When the society interviewed 100 such tenants between August 2011 and March this year, it found that 90 per cent were living in spaces of less than 70 sq ft each, the minimum recommended by the Housing Authority.
Subdivided flats in industrial buildings are rented on average for HK$1,400 a month, with a HK$300 deposit. Yu said he could not afford space in a subdivided flat in a residential building as they cost HK$2,000 to HK$3,000. He earns about HK$10,000 a month for his family of three; his wife and daughter now live in Shenzhen.
On September 18, the Buildings Department served eviction notices to tenants in Yu's building, which is supposed to be for industrial use. The tenants were given a month to move out.
Yu and his fellow tenants are waiting for authorities to make the next move.
He said he would just find another cubicle in an industrial building if he were evicted.
"We are not committing any crime by living in these cubicles," he said. "If the government says this is against the law, then why doesn't it think about how to resettle us first?"
Sze Lai-shan, the society's community organiser, said the cheap rents and small deposits of such spaces appealed to workers on low pay and little in the way of savings.

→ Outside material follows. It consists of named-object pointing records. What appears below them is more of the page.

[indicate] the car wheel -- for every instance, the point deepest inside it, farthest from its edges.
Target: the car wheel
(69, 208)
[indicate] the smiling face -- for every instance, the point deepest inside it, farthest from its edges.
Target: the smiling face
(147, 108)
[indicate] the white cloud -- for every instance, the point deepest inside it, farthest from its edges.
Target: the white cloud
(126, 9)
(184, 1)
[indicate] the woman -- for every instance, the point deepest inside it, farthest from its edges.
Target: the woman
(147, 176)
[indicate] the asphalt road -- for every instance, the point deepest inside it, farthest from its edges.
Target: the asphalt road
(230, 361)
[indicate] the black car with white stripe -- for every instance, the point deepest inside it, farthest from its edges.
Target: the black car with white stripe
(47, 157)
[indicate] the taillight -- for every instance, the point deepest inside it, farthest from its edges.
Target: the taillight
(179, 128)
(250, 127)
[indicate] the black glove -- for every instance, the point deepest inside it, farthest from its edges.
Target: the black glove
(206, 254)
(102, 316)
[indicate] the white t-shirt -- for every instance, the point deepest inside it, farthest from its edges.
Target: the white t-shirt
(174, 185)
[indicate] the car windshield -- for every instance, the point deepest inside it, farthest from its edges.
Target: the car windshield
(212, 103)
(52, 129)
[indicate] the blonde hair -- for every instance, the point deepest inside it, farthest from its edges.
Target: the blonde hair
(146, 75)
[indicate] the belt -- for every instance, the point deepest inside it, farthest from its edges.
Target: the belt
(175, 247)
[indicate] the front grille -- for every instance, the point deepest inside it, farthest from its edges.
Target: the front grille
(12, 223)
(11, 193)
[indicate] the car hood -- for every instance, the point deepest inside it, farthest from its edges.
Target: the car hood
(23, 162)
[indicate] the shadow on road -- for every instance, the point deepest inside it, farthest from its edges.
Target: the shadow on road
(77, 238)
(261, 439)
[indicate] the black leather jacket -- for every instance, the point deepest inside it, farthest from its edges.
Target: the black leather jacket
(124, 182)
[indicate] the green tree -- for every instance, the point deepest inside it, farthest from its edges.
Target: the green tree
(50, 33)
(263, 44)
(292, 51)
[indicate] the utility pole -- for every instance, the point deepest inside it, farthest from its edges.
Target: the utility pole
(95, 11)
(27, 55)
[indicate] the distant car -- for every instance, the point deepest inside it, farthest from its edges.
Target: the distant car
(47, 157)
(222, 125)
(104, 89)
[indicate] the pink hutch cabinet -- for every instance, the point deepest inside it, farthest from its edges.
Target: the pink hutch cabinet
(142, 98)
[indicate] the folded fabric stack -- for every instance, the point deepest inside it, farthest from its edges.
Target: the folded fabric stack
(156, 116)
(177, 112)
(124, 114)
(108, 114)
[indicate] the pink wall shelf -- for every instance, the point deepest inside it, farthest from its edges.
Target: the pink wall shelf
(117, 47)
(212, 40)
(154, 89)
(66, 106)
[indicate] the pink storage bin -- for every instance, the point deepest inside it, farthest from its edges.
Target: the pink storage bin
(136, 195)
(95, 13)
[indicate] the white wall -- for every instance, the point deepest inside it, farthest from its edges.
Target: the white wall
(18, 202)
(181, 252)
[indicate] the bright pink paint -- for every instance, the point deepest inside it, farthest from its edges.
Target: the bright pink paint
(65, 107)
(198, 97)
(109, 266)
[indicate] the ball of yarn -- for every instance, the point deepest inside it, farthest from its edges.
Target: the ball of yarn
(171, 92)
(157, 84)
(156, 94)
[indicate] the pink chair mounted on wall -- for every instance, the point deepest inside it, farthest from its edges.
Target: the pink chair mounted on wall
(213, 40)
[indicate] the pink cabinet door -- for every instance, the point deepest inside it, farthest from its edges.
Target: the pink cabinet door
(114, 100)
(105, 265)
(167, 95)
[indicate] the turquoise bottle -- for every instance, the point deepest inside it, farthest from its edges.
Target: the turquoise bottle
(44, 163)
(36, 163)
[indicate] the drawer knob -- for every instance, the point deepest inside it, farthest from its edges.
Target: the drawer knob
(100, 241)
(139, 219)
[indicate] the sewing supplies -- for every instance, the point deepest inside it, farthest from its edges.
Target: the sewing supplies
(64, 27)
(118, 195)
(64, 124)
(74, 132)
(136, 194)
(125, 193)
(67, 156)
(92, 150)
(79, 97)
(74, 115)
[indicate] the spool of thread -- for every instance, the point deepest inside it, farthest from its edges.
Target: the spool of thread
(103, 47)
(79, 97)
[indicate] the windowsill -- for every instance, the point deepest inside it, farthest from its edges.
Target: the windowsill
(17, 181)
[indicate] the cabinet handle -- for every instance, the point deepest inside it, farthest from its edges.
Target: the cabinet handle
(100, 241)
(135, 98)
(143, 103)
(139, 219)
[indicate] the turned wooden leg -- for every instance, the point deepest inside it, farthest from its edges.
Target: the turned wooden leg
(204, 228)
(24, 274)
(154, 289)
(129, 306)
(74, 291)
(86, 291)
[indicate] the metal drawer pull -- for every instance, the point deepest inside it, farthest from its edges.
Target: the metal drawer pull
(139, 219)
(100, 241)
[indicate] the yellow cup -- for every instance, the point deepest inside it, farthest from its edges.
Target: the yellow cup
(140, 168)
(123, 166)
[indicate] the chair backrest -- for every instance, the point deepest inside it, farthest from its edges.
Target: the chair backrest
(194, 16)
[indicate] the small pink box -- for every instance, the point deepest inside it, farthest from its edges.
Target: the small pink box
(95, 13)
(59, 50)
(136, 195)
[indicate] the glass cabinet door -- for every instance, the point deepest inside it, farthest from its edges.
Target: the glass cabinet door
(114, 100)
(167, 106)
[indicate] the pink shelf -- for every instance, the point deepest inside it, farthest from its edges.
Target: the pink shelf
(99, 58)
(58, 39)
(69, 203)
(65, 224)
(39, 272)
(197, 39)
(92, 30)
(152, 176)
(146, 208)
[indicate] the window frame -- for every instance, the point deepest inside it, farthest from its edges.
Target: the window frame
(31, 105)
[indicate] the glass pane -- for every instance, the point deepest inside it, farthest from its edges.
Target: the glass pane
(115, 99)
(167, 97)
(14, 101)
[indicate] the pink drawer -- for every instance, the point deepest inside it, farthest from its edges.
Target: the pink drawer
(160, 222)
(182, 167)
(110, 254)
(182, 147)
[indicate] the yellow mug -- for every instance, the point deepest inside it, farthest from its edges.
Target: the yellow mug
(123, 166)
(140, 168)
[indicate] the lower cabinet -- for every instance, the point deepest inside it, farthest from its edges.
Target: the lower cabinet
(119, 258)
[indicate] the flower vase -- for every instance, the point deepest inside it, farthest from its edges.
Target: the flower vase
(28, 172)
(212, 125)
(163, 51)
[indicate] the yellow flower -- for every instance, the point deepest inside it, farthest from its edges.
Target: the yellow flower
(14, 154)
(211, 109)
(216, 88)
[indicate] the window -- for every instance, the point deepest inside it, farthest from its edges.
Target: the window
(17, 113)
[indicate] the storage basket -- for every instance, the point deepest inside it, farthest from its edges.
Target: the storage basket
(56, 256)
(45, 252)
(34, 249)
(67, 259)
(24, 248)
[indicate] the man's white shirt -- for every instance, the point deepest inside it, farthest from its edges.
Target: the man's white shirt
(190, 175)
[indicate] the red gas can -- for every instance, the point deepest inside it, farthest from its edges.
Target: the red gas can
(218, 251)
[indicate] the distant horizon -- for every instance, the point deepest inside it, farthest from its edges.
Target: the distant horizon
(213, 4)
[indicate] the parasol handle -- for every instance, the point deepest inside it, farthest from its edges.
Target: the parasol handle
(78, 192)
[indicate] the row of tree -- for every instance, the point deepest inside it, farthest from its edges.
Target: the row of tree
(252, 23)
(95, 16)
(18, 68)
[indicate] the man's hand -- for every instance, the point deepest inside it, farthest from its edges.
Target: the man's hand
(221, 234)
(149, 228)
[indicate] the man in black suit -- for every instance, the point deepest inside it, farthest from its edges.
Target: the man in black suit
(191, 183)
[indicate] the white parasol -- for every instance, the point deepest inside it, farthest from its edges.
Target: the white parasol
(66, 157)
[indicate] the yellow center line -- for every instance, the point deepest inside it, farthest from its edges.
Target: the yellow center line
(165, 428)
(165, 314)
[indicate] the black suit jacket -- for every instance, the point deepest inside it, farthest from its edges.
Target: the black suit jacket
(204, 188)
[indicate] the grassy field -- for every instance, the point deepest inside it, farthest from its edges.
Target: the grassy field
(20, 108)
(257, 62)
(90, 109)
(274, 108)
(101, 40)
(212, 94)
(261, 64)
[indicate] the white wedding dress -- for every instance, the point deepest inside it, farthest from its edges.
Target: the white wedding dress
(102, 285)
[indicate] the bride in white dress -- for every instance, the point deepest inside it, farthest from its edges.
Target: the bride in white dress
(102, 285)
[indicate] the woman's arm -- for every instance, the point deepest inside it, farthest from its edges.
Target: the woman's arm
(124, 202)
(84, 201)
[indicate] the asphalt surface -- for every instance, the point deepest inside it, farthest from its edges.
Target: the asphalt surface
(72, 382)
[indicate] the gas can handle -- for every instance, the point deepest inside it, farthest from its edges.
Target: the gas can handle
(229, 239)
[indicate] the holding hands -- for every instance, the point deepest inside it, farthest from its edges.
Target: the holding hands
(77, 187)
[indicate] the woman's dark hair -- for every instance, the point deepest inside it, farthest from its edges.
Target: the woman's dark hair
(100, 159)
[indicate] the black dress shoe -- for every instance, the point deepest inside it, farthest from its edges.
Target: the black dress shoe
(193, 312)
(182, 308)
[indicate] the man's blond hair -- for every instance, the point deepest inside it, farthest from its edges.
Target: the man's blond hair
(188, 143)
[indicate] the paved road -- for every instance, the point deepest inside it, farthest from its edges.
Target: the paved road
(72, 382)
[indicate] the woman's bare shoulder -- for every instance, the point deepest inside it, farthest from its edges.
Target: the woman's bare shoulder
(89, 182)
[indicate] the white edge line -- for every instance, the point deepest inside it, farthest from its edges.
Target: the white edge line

She said the removal subsidy of HK$2,100 from the Community Care Fund was barely enough for tenants to find a better place to live.
Sze suggests the government let tenants stay for the time being because of limited housing supply and the lack of rent controls.
If an assessment found that the buildings were not unsafe, but the evictions were solely because of land-use violations, the evictions should be suspended, she said.
The survey also found that 80 per cent of those interviewed did not know that it is illegal to live in industrial buildings, as they can find public advertisements for these subdivided flats.